Re: [PATCH v3 11/11] KVM: nVMX: Wake L2 from HLT when nested posted-interrupt pending

Jim Mattson <jmattson@xxxxxxxxxx> · Thu, 3 Dec 2020 14:07:10 -0800

On Tue, Nov 24, 2020 at 3:39 AM Paolo Bonzini <pbonzini@xxxxxxxxxx> wrote:
>
> On 24/11/20 02:55, Sean Christopherson wrote:
> >>> I believe there is a 1-to-many relationship here, which is why I said
> >>> each CPU would need to maintain a linked list of possible vCPUs to
> >>> iterate and find the intended recipient.
> >
> > Ya, the concern is that it's theoretically possible for the PINV to arrive in L0
> > after a different vCPU has been loaded (or even multiple different vCPUs).
> > E.g. if the sending pCPU is hit with an NMI after checking vcpu->mode, and the
> > NMI runs for some absurd amount of time.  If that happens, the PINV handler
> > won't know which vCPU(s) should get an IRQ injected into L1 without additional
> > tracking.  KVM would need to set something like nested.pi_pending before doing
> > kvm_vcpu_trigger_posted_interrupt(), i.e. nothing really changes, it just gets
> > more complex.
>
> Ah, gotcha.  What if IN_GUEST_MODE/OUTSIDE_GUEST_MODE was replaced by a
> generation count?  Then you reread vcpu->mode after sending the IPI, and
> retry if it does not match.

Meanwhile, the IPI that you previously sent may have triggered posted
interrupt processing for the wrong vCPU.

Consider an overcommitted scenario, where each pCPU is running two
vCPUs. L1 initializes all of the L2 PIDs so that PIR[x] and PID.ON are
set. Then, it sends the VMCS12 NV IPI to one specific L2 vCPU. When L0
processes the VM-exit for sending the IPI, the target vCPU is running
IN_GUEST_MODE, so we send the vmcs02 NV to the corresponding pCPU.
But, by the time the IPI is received on the pCPU, a different L2 vCPU
is running. Oops. It seems that we have to pin the target vCPU to the
pCPU until the IPI arrives. But since it's the vmcs02 NV, we have no
way of knowing whether or not it has arrived.

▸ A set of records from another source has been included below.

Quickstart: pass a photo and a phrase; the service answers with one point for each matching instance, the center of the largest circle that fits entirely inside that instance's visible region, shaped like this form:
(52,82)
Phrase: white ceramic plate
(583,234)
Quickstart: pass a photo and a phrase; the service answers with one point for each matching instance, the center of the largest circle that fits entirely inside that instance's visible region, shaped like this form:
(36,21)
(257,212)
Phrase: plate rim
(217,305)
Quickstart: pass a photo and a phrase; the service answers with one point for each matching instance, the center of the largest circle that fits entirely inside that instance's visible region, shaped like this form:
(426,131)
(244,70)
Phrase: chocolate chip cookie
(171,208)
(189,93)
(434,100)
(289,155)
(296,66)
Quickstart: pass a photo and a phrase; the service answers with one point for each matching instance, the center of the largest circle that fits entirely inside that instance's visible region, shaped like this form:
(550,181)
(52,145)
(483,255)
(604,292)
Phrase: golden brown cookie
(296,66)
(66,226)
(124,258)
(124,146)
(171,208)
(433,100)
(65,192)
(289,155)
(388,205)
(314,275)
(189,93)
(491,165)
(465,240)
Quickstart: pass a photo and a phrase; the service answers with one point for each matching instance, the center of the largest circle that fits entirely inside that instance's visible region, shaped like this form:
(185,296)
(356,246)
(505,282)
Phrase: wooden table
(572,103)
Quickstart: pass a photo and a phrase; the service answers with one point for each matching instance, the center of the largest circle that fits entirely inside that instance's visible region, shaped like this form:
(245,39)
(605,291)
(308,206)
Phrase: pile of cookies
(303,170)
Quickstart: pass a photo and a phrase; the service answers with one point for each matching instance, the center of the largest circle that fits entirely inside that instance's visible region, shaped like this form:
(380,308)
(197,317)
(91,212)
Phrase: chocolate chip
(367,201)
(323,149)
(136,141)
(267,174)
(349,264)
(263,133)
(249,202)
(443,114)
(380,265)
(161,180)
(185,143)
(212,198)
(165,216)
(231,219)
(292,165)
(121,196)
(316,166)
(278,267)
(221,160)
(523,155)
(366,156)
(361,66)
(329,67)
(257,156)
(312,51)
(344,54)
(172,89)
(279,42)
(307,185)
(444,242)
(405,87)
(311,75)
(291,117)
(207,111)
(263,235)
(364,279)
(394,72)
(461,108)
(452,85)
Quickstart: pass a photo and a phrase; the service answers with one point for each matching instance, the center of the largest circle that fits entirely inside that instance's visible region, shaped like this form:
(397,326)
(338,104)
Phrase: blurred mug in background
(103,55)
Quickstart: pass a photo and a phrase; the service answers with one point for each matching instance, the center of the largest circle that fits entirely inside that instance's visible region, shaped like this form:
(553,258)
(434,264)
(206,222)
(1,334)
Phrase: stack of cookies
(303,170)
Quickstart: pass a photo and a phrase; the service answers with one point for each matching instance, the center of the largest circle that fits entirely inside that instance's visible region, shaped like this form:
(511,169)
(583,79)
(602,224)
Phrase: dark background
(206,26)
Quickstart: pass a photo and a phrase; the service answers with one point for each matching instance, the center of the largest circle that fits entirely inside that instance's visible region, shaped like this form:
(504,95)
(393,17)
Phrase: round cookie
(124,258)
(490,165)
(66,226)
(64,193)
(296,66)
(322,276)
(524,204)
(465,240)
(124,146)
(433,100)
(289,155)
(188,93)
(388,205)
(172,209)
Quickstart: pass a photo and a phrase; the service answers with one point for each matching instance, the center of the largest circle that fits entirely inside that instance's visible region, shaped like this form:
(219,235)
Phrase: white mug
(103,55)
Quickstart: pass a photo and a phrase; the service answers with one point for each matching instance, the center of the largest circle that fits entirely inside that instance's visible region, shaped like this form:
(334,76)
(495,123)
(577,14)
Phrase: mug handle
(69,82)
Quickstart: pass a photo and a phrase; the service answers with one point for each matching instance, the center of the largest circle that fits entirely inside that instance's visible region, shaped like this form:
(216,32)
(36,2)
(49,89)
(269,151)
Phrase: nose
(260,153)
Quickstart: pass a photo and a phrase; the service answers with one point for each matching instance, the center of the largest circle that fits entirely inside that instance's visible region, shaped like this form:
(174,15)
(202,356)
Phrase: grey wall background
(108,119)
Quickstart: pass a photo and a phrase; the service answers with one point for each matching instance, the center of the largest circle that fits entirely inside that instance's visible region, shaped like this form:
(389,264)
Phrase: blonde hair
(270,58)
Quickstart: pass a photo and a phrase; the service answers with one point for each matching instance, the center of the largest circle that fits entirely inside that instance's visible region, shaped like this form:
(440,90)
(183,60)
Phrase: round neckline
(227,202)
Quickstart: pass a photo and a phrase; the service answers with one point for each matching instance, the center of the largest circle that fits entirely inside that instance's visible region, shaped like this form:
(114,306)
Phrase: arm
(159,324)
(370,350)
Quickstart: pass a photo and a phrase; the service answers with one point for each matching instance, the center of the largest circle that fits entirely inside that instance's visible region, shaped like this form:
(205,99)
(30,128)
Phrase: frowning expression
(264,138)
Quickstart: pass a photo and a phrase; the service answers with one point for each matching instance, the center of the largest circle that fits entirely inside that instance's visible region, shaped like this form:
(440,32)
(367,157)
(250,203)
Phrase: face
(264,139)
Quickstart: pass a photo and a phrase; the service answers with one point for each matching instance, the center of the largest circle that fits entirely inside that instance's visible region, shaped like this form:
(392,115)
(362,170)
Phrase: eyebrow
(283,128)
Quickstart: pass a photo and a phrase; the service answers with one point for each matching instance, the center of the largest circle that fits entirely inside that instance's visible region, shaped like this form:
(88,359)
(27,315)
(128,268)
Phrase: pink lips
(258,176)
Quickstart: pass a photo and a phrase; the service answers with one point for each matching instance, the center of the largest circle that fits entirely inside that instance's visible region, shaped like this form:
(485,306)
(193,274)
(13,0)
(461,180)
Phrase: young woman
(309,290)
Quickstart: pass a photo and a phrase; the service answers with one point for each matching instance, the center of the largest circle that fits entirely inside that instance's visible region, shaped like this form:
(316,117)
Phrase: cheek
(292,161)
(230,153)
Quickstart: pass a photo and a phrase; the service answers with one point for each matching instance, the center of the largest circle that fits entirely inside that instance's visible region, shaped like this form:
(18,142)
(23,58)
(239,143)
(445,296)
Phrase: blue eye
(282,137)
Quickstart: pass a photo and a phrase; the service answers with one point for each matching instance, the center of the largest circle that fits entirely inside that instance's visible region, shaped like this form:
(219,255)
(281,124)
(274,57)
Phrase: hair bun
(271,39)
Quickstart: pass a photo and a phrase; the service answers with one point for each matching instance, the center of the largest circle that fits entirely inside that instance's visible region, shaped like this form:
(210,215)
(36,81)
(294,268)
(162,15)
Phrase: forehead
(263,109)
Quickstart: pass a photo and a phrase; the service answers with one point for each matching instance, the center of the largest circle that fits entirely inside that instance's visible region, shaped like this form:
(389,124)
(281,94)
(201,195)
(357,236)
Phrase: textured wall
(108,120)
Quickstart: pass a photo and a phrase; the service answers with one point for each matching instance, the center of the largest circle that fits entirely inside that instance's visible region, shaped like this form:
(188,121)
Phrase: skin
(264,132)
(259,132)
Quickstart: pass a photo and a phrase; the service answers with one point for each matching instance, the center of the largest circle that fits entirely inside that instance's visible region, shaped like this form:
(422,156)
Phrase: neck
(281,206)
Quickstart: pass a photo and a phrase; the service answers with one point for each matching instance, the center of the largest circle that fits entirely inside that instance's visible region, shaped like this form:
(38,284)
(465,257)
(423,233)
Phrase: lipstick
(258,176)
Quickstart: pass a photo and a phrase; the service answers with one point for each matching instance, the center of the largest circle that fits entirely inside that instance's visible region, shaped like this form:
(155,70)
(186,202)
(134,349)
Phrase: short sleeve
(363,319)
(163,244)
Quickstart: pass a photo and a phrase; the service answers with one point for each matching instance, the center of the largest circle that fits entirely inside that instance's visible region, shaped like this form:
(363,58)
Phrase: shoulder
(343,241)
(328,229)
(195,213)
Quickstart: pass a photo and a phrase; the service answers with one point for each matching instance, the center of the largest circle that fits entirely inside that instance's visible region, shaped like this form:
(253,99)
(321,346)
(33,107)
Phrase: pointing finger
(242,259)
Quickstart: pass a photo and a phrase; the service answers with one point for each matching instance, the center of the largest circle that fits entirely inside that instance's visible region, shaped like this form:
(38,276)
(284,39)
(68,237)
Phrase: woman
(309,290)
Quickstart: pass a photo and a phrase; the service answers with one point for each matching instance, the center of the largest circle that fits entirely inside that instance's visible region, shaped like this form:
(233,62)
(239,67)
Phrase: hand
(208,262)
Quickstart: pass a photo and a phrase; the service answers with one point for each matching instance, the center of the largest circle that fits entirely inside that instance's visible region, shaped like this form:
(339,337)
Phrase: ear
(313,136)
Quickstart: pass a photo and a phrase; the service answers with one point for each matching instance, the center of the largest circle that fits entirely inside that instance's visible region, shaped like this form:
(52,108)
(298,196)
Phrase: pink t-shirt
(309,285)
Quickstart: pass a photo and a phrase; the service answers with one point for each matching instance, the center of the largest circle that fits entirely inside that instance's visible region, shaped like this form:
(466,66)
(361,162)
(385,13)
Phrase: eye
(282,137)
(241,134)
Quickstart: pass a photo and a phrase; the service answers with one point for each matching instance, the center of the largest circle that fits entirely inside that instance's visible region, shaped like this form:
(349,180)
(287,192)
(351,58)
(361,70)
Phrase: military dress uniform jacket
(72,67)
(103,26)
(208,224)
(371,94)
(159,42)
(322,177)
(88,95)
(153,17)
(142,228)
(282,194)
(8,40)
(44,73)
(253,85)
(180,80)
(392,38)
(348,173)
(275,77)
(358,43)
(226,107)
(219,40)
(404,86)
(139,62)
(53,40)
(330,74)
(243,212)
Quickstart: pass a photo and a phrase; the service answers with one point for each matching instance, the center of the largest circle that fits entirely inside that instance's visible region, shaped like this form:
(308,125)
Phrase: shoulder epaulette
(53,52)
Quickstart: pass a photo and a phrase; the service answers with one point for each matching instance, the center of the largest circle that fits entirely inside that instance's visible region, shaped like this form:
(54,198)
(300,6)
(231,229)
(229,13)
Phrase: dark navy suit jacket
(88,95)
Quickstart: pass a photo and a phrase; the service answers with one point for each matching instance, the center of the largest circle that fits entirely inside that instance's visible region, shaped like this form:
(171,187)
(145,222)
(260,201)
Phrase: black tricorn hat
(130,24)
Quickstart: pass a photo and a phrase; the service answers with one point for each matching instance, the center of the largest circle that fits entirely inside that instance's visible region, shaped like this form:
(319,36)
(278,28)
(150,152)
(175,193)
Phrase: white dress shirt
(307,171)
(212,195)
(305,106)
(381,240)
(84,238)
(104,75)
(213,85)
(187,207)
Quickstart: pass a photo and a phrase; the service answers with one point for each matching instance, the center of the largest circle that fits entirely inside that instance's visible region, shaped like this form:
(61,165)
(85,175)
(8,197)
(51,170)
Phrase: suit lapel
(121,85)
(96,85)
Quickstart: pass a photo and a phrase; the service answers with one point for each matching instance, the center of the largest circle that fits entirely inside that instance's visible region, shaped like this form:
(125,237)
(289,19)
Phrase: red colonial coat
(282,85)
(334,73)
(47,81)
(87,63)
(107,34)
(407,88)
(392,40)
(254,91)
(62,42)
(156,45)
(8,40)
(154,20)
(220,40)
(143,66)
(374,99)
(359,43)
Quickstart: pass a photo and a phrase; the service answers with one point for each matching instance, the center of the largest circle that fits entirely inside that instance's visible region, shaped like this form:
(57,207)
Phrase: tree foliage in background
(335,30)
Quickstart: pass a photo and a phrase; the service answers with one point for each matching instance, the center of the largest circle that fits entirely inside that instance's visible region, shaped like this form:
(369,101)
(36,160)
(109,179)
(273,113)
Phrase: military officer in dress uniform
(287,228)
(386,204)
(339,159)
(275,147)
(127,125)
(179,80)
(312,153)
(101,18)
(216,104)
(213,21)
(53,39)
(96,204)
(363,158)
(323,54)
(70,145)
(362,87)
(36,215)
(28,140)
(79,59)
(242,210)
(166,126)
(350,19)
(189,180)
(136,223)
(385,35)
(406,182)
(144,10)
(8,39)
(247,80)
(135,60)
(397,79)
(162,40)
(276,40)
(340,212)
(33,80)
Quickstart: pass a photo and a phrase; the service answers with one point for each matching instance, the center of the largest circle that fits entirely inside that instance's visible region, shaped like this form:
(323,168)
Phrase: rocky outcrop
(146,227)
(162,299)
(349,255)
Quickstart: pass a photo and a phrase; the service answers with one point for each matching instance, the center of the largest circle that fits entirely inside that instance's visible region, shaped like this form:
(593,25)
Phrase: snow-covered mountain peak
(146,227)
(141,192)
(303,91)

If the requisite IPI delivery delays seem too absurd to contemplate,
consider pushing L0 down into L1.

> To guarantee atomicity, the OUTSIDE_GUEST_MODE IN_GUEST_MODE
> EXITING_GUEST_MODE READING_SHADOW_PAGE_TABLES values would remain in the
> bottom 2 bits.  That is, the vcpu->mode accesses like
>
>         vcpu->mode = IN_GUEST_MODE;
>
>         vcpu->mode = OUTSIDE_GUEST_MODE;
>
>         smp_store_mb(vcpu->mode, READING_SHADOW_PAGE_TABLES);
>
>         smp_store_release(&vcpu->mode, OUTSIDE_GUEST_MODE);
>
>         return cmpxchg(&vcpu->mode, IN_GUEST_MODE, EXITING_GUEST_MODE);
>
> becoming
>
>         enum {
>                 OUTSIDE_GUEST_MODE,
>                 IN_GUEST_MODE,
>                 EXITING_GUEST_MODE,
>                 READING_SHADOW_PAGE_TABLES,
>                 GUEST_MODE_MASK = 3,
>         };
>
>         vcpu->mode = (vcpu->mode | GUEST_MODE_MASK) + 1 + IN_GUEST_MODE;
>
>         vcpu->mode &= ~GUEST_MODE_MASK;
>
>         smp_store_mb(vcpu->mode, vcpu->mode|READING_SHADOW_PAGE_TABLES);
>
>         smp_store_release(&vcpu->mode, vcpu->mode & ~GUEST_MODE_MASK);
>
>         int x = READ_ONCE(vcpu->mode);
>         do {
>                 if ((x & GUEST_MODE_MASK) != IN_GUEST_MODE)
>                         return x & GUEST_MODE_MASK;
>         } while (!try_cmpxchg(&vcpu->mode, &x,
>                               x ^ IN_GUEST_MODE ^ EXITING_GUEST_MODE))
>         return IN_GUEST_MODE;
>
> You could still get spurious posted interrupt IPIs, but the IPI handler
> need not do anything at all and that is much better.
>
> > if we're ok with KVM
> > processing virtual interrupts that technically shouldn't happen, yet.  E.g. if
> > the L0 PINV handler consumes vIRR bits that were set after the last PI from L1.
>
> I actually find it curious that the spec promises posted interrupt
> processing to be triggered only by the arrival of the posted interrupt
> IPI.  Why couldn't the processor in principle snoop for the address of
> the ON bit instead, similar to an MWAIT?
>
> But even without that, I don't think the spec promises that kind of
> strict ordering with respect to what goes on in the source.  Even though
> posted interrupt processing is atomic with the acknowledgement of the
> posted interrupt IPI, the spec only promises that the PINV triggers an
> _eventual_ scan of PID.PIR when the interrupt controller delivers an
> unmasked external interrupt to the destination CPU.  You can still have
> something like
>
>         set PID.PIR[100]
>         set PID.ON
>                                         processor starts executing a
>                                          very slow instruction...
>         send PINV
>         set PID.PIR[200]
>                                         acknowledge PINV
>
> and then vector 200 would be delivered before vector 100.  Of course
> with nested PI the effect would be amplified, but it's possible even on
> bare metal.
>
> Paolo
>